RE: [PATCH 2/2] x86/mce: Dump the stack for recoverable machine checks in kernel context

From: Luck, Tony
Date: Mon Oct 31 2022 - 15:20:45 EST


> Well, if one were sane, one would assume that one would expect to see a
> stack dump when the machine panics, right? I mean, it is only fair...

Stack dump from a machine check wasn't at all useful until h/w and Linux started
supporting recoverable machine checks. The stack dump is there to help diagnose
and fix s/w problems. But a machine check isn't a software problem.
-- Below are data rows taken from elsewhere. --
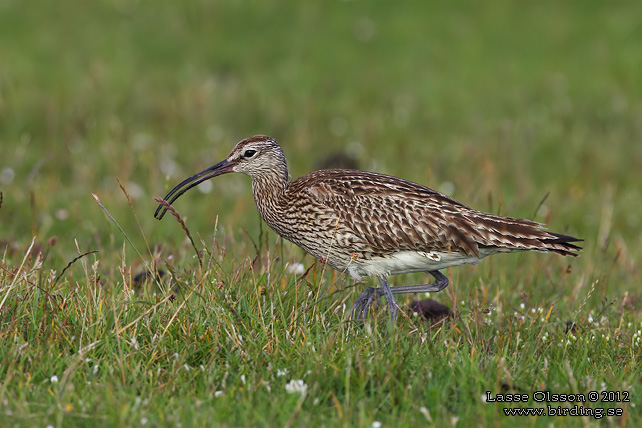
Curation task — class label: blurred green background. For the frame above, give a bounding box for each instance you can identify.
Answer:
[0,0,642,274]
[0,0,642,427]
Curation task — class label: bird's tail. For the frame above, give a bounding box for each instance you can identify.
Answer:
[468,214,583,256]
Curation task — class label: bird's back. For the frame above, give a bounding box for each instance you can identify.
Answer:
[266,169,579,270]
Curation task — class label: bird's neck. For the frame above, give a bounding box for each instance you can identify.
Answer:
[252,169,289,212]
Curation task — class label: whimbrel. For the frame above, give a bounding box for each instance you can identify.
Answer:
[154,135,581,321]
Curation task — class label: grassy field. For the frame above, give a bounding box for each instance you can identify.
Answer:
[0,0,642,427]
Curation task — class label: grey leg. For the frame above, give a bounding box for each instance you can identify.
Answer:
[350,270,448,322]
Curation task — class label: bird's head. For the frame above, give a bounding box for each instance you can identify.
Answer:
[154,135,288,220]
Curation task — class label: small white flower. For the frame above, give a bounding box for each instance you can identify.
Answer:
[285,379,308,395]
[287,263,305,275]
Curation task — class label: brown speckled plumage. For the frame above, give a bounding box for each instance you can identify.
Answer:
[155,135,580,319]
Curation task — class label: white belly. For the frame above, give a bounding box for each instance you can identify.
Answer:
[347,247,495,280]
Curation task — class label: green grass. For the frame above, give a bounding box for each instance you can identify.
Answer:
[0,0,642,427]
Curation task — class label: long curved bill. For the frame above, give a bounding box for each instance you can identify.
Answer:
[154,159,233,220]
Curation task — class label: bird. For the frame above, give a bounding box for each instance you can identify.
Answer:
[154,135,582,323]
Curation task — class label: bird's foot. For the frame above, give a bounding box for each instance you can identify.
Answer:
[350,287,399,324]
[350,287,381,324]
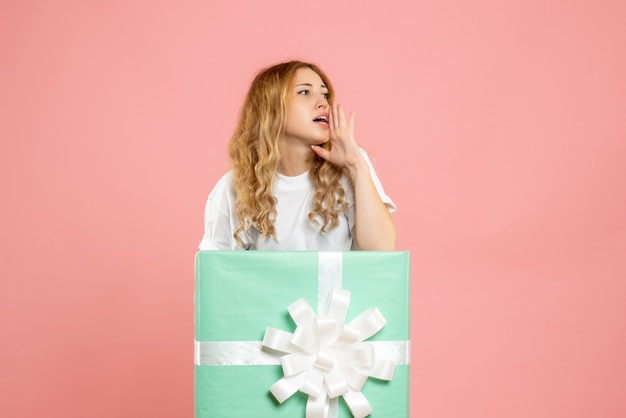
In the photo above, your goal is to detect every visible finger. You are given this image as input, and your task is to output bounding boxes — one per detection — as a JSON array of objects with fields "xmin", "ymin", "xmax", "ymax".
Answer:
[
  {"xmin": 337, "ymin": 104, "xmax": 346, "ymax": 127},
  {"xmin": 348, "ymin": 111, "xmax": 356, "ymax": 131},
  {"xmin": 331, "ymin": 102, "xmax": 339, "ymax": 129}
]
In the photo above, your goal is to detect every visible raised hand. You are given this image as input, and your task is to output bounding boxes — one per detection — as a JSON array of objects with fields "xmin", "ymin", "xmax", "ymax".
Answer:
[{"xmin": 313, "ymin": 103, "xmax": 365, "ymax": 169}]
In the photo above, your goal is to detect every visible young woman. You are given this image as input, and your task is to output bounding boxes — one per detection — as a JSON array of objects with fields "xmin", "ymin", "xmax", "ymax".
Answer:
[{"xmin": 200, "ymin": 61, "xmax": 396, "ymax": 251}]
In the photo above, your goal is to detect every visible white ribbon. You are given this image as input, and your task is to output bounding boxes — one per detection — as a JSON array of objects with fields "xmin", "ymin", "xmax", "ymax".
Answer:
[{"xmin": 263, "ymin": 289, "xmax": 395, "ymax": 418}]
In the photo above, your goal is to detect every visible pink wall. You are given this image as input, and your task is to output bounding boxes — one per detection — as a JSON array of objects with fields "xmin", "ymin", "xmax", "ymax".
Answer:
[{"xmin": 0, "ymin": 0, "xmax": 626, "ymax": 418}]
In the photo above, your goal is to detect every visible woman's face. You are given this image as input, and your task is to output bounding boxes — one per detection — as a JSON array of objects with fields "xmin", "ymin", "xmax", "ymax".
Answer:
[{"xmin": 283, "ymin": 68, "xmax": 329, "ymax": 147}]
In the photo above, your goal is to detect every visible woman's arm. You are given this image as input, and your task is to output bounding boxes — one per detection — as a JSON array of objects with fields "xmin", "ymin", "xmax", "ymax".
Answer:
[{"xmin": 313, "ymin": 104, "xmax": 396, "ymax": 251}]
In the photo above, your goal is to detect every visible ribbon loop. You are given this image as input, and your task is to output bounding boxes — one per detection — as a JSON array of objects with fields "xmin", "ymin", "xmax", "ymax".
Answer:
[{"xmin": 263, "ymin": 289, "xmax": 395, "ymax": 418}]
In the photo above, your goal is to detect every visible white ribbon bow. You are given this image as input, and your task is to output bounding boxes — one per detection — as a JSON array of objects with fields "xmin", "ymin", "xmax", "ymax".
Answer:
[{"xmin": 263, "ymin": 289, "xmax": 395, "ymax": 418}]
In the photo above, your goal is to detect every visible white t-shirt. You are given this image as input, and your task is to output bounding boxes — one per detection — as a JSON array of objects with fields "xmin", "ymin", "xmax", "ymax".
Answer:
[{"xmin": 200, "ymin": 151, "xmax": 396, "ymax": 251}]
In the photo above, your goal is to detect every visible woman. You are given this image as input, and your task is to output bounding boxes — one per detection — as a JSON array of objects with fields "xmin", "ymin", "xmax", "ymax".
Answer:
[{"xmin": 200, "ymin": 61, "xmax": 396, "ymax": 251}]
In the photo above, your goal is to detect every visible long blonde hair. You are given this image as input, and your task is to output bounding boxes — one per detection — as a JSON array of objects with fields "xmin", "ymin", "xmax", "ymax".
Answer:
[{"xmin": 228, "ymin": 61, "xmax": 348, "ymax": 246}]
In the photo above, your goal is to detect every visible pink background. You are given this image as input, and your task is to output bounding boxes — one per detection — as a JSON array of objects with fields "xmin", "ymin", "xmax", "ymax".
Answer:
[{"xmin": 0, "ymin": 0, "xmax": 626, "ymax": 418}]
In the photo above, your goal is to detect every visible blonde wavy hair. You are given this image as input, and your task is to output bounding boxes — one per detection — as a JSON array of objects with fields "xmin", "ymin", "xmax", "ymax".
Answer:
[{"xmin": 228, "ymin": 61, "xmax": 348, "ymax": 246}]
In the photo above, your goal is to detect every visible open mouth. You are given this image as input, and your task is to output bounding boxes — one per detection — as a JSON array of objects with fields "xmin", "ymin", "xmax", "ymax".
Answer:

So I was pretty happy with the status quo of not getting a stack dump from
a machine check panic.

With recoverable machine checks there are some cases where there might
be an opportunity to change the kernel to avoid a crash. See my patches that
akpm just took into the "mm" tree to recover when the kernel hits poison during
a copy-on-write:

https://lore.kernel.org/all/20221021200120.175753-1-tony.luck@xxxxxxxxx/

or the patches from Google to recover when khugepaged hits poison:

https://lore.kernel.org/linux-mm/20221010160142.1087120-1-jiaqiyan@xxxxxxxxxx/


To identify additional opportunities to make the kernel more resilient, it would be useful
to get a kernel stack trace in the specific case of a recoverable data consumption
machine check while executing in the kernel.

> And there's an attempt:
>
> #ifdef CONFIG_DEBUG_BUGVERBOSE
> /*
> * Avoid nested stack-dumping if a panic occurs during oops processing
> */
> if (!test_taint(TAINT_DIE) && oops_in_progress <= 1)
> dump_stack();
> #endif
>
> but that oops_in_progress thing is stopping us:

...

> it hints that panic() might've been called twice for oops_in_progress to
> be already 1 on entry.
>
> I guess we need to figure out why that is...

It might be interesting, but a distraction from the goal of my patch to only
dump the stack for recoverable machine checks in kernel code.